The two bombs that went off last week in Damascus, killing 55 people, suggest that Al Qaeda is out and about, not on the verge of defeat as appeared after the death of Osama Bin Laden.
The movement that claimed to be responsible, Al Nusra Front, whilst independent, almost certainly has ties with Al Qaeda. In an 8-minute video released in February Ayman Zawahiri, who took over from Ben Laden, urged Muslims to help “brothers in Syria with all that they can”.
According to US intelligence, Al Qaeda in Iraq responded by establishing terrorist cells in Syria. This is one reason why the US and NATO do not want to get militarily involved in Syria. They have at last learnt that it would radicalise more people and push them towards Al Qaeda. (Besides, the situation is not as straightforward as it was in Libya, with one all-powerful strongman, one dominant religious sect and a fairly united armed opposition.)
In Iraq, Al Qaeda is active; it killed 132 Shiite pilgrims in January. In Yemen, it is in control of several southern provinces. It also nearly perfected, before the intelligence services of Saudi Arabia and the US got to know of it, undetectable, explosive-filled, underpants to be worn by a suicide bomber intending to board a US airliner.
Al Qaeda is the main supporter of Al Shabaab in Somalia, which has wrecked much havoc although it is now losing strength. It is also increasingly active in North Africa, with its influence reaching as far south as Nigeria. There appear to be connections with Boko Haram, the militant Islamic group in the north of the country that conducted many bombings of churches as well as UN headquarters in Abuja, but also killed many Muslims. Some observers believe that once US and NATO troops leave Afghanistan, in 2014, the Taliban will invite Al Qaeda back in. Others, however, believe the organisation has now distanced itself from Al Qaeda and will continue to do so.
Al Qaeda’s reach depends on its franchise system. Without central control, only advice, these autonomous groupings could well increase in number. However, it is important to note that there has not been a serious bombing in the US since September 11 and in Europe since the horrendous bombing of four commuter trains in Madrid in 2004. (In this case the connection with Al Qaeda was tenuous.)
Added to the positive list is the effect of the Arab Spring, which has brought nonviolent change to Tunisia and Egypt and in Syria infuses the majority of protesters who are nonviolent. The protesters and the democratic movements they have catalysed are largely insulating their countries from Al Qaeda proselytising.

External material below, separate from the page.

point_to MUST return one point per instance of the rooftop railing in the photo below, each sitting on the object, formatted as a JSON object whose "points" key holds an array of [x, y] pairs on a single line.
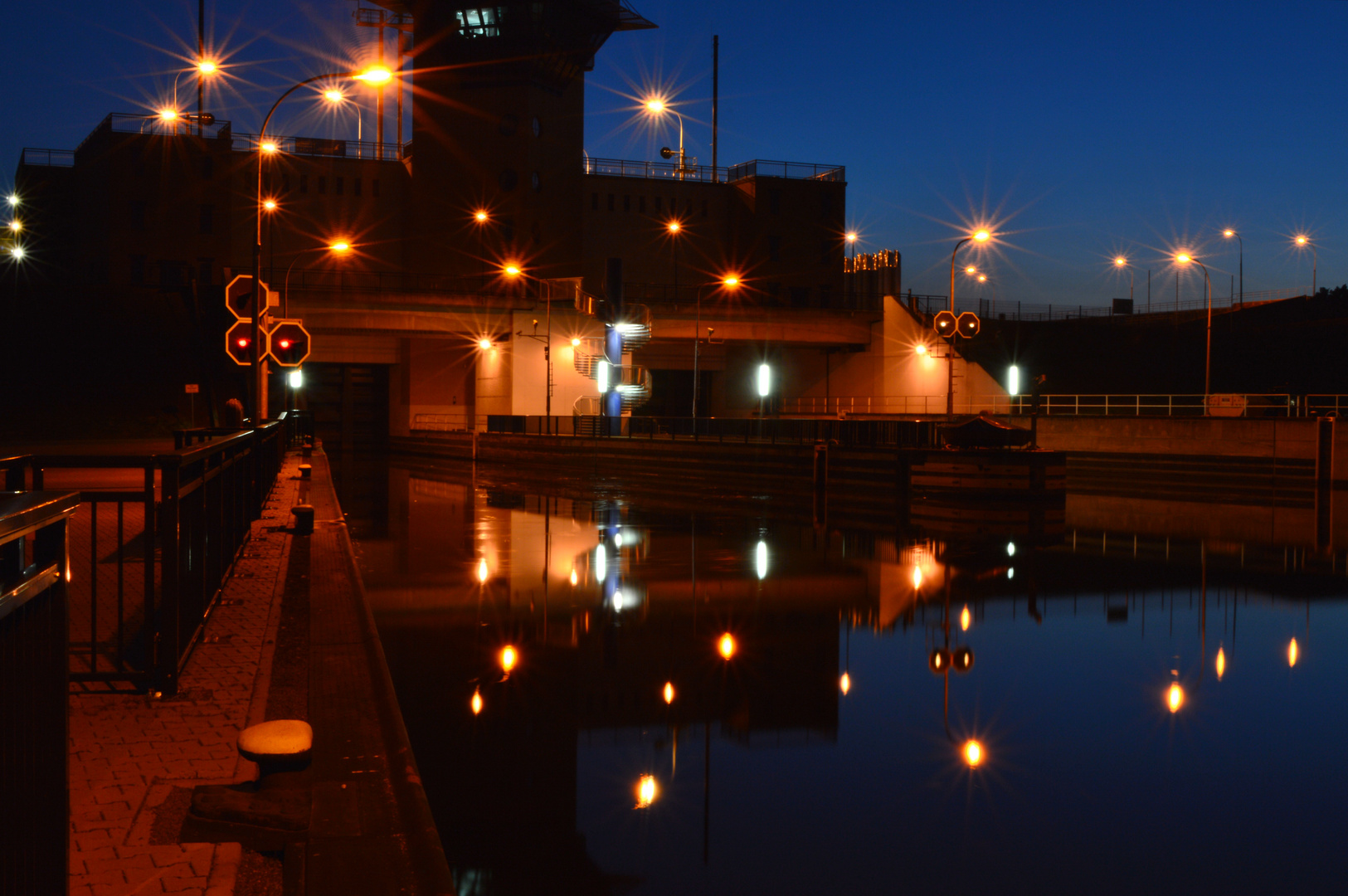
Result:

Perhaps the biggest worry about Al Qaeda should be under-reported Bosnia. I am convinced of this after reading the scholarly book “Islamic Terror in the Balkans” by Shaul Shay, head of the Israeli army’s department of history. Perhaps, although he does not say this, there are Al Qaeda sleeper cells right inside Europe in a country that could in some years’ time join the European Union.
Al Qaeda and other Muslim warriors went to Bosnia, he writes, when it was at war with Croatia and Serbia. They were involved in a number of atrocities carried out by the Bosnian army. Also, a number of the suspected September 11 bombers had been active in Bosnia.
After the war ended with the Dayton Accords in 1995, the Mujahedeen fighters were either recognised as legal citizens, following marriage to local women, or were granted citizenship as a reward for their help. Some of them were given senior positions in the administration, police, the army and the legal system.
Over 1,000 Mujahedeen fighters remained in Bosnia. Most of them are still there. According to Washington Post correspondent Jeffrey Smith, there are 100 Mujahedeen families living in one village alone, with the women wearing black and the men bearded — highly unusual in Europeanised Bosnia, largely Muslim though it is.
There are also militant cells in Muslim Albania, the Muslim parts of Kosovo and Macedonia. Al Qaeda was very active in Kosovo.
Bosnia got off lightly in Western reporting of the war in ex-Yugoslavia that, in a lopsided way, concentrated on the attacks and massacres by Serbian and Croatian forces. It was usually overlooked that Bosnia’s leader, Alija Izetbegovic, had encouraged young Muslims to fight with the SS-Waffen divisions during World War II. Later Izetbegovic had no scruples about inviting in the Mujahedeen, some of whom had joined Al Qaeda, to help the fight against Serbia and Croatia. That was overlooked too.
Are they sleepers? It is an important question that should be given more attention than it is.